反応回路を見ると、NRはNMNを経由してからNAD+へと変化しているので、NMNの方が変換に一手近いと言えます。

NMNにのみ見られた心筋症の改善効果

NMNやNRに関する動物実験は、ヒトを対象とした実験よりも多く行われています。
注目すべき結果となったのは、NMNとNRの両方をマウスに投与して比較したこちらの実験です。

Nicotinamide Mononucleotide: A Promising Molecule for Therapy of Diverse Diseases by Targeting NAD+ Metabolism
(ニコチンアミドモノヌクレオチド:NAD+代謝を標的とした多様な疾患の治療のための有望な分子)
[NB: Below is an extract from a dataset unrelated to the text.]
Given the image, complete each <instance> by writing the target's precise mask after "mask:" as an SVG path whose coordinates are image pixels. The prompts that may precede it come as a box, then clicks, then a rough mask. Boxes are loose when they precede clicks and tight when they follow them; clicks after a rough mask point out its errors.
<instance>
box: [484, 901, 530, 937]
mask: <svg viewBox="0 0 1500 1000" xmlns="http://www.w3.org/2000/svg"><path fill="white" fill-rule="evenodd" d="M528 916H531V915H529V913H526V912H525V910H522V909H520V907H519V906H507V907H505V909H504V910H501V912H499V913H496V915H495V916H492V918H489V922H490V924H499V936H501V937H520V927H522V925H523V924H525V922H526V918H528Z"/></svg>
マウスにNMNとNRを投与した結果、NMNは心筋症の改善が見られましたが、NRでは改善が見られなかったという結果が出ています。

NMNを投与したマウスのみ心筋症が改善

体内でNAD+に変換されるのであれば、NMNもNRもどちらでも症状が改善するはず。
しかし、実際にNMNを投与したマウスにしか心筋症の改善は見られなかったことから、現時点ではNMNの方が疾病の改善効果を期待できると言えます。

人間での比較実験はない

マウスを使った実験ではなく、人間を対象とした比較ではどのような結果になるのでしょうか?
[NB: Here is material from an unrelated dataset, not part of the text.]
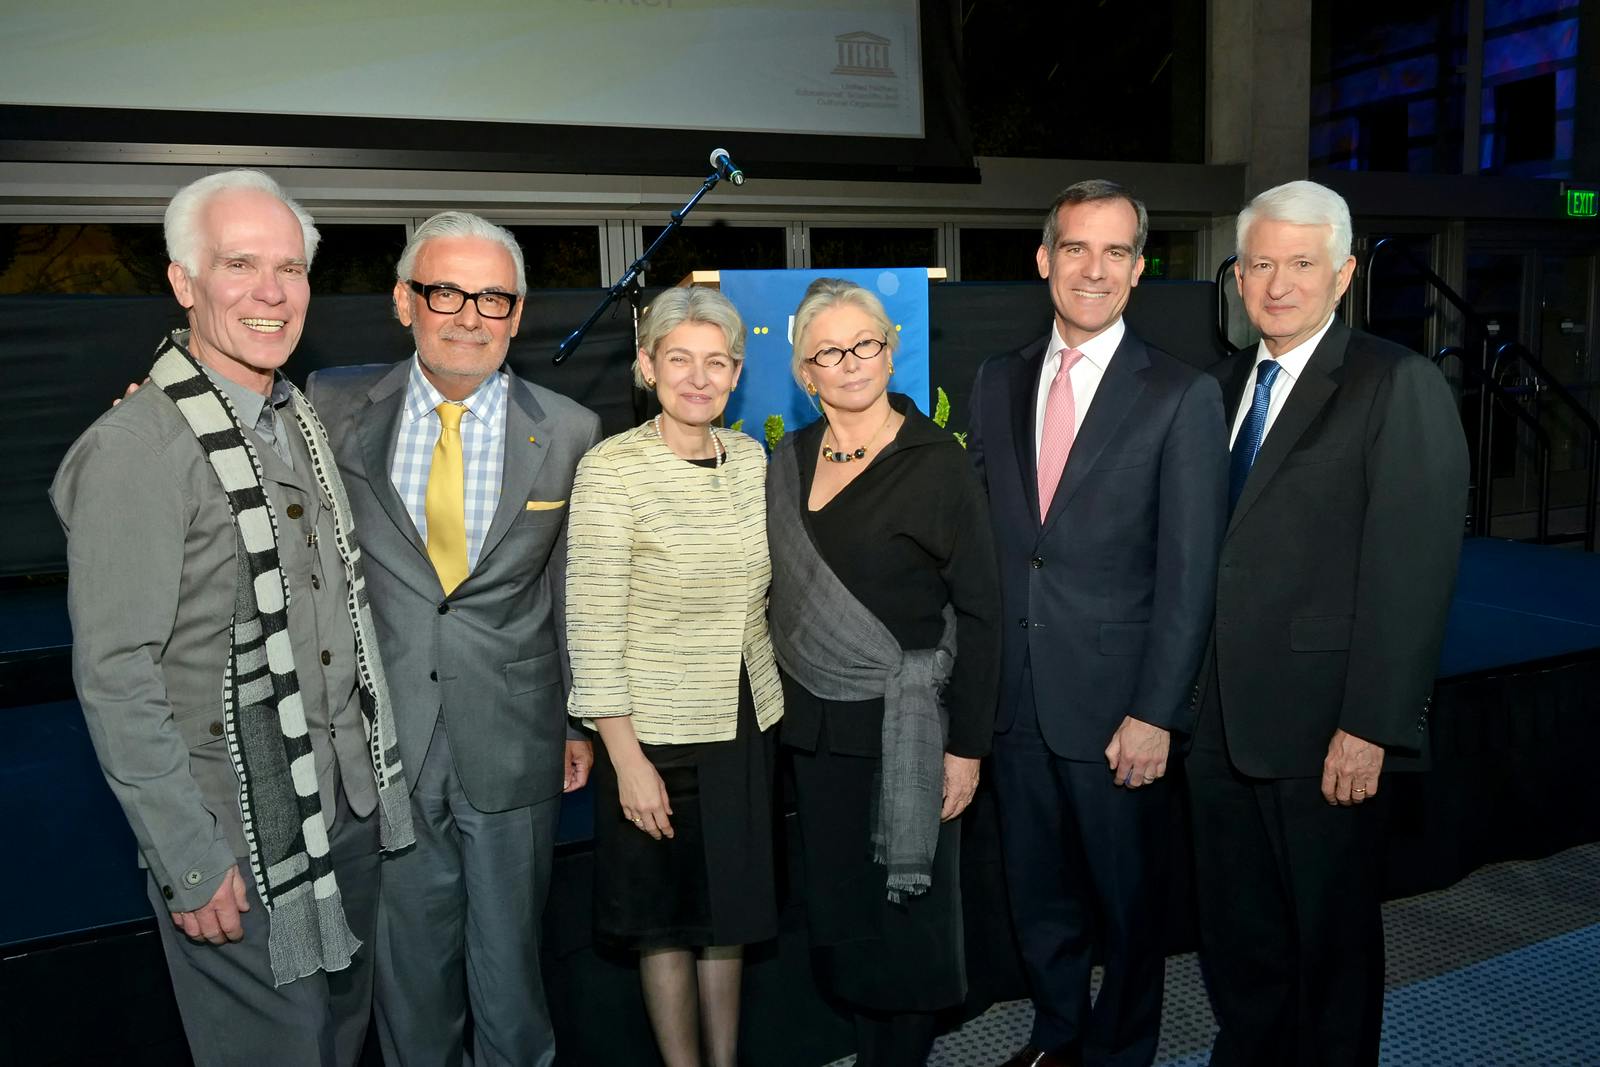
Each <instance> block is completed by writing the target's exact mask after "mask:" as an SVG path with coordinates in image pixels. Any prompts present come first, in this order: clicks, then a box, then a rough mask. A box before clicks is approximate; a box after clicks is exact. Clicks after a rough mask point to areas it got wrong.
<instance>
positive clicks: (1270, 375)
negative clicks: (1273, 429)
mask: <svg viewBox="0 0 1600 1067" xmlns="http://www.w3.org/2000/svg"><path fill="white" fill-rule="evenodd" d="M1282 370H1283V368H1282V366H1278V362H1277V360H1261V362H1259V363H1256V395H1254V397H1251V400H1250V414H1246V416H1245V424H1243V426H1242V427H1238V440H1235V442H1234V458H1232V461H1230V462H1229V466H1227V510H1234V506H1235V504H1238V494H1240V493H1243V491H1245V480H1246V478H1248V477H1250V466H1251V464H1253V462H1256V453H1258V451H1261V438H1262V437H1264V435H1266V432H1267V408H1270V406H1272V382H1274V381H1277V378H1278V371H1282Z"/></svg>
NMNを人に投与した研究や、NRを人に投与した実験はありますが、それぞれを比較した実験はまだ報告されていません。

NMNのみ人に投与した研究

対象40歳〜60歳の男性10人
投与被験者を3つのグループに分け
各グループに100mg、250mg、500mgのいずれかを含むNMNのカプセルを経口投与。
結果NMNが健康なヒトに
①安全に投与可能であることを確認
②投与した量に応じて体内で代謝されていることを確認
出典Effect of oral administration of nicotinamide mononucleotide on clinical parameters and nicotinamide metabolite levels in healthy Japanese men

NRのみ人に投与した研究

対象55〜79歳の健康な男女30名
投与6週間 NR 500mg を1日2回
その後
6週間 プラセボカプセル
結果NAD+が上昇した(プラシーボと比べて、NAD+量が60%上昇)
出典Chronic nicotinamide riboside supplementation is well-tolerated and elevates NAD+ in healthy middle-aged and older adults

現時点で選ぶならNRよりNMN

NMNとNRのどちらがNAD+を増やすのに有効か?
という疑問に関して、まだ検討の余地が多く、正確な答えは判明していません。

しかし

  • 反応経路ではNMNの方がNAD+に近い
  • 動物実験では心筋症が改善されたのはNMNのみ

という結果から、現時点ではNMNの方が効果を期待できると言えます。

NMNもNRも、サプリメントの形で市販されていますが、もしどちらかを選ぶならNMNを選んでみてください。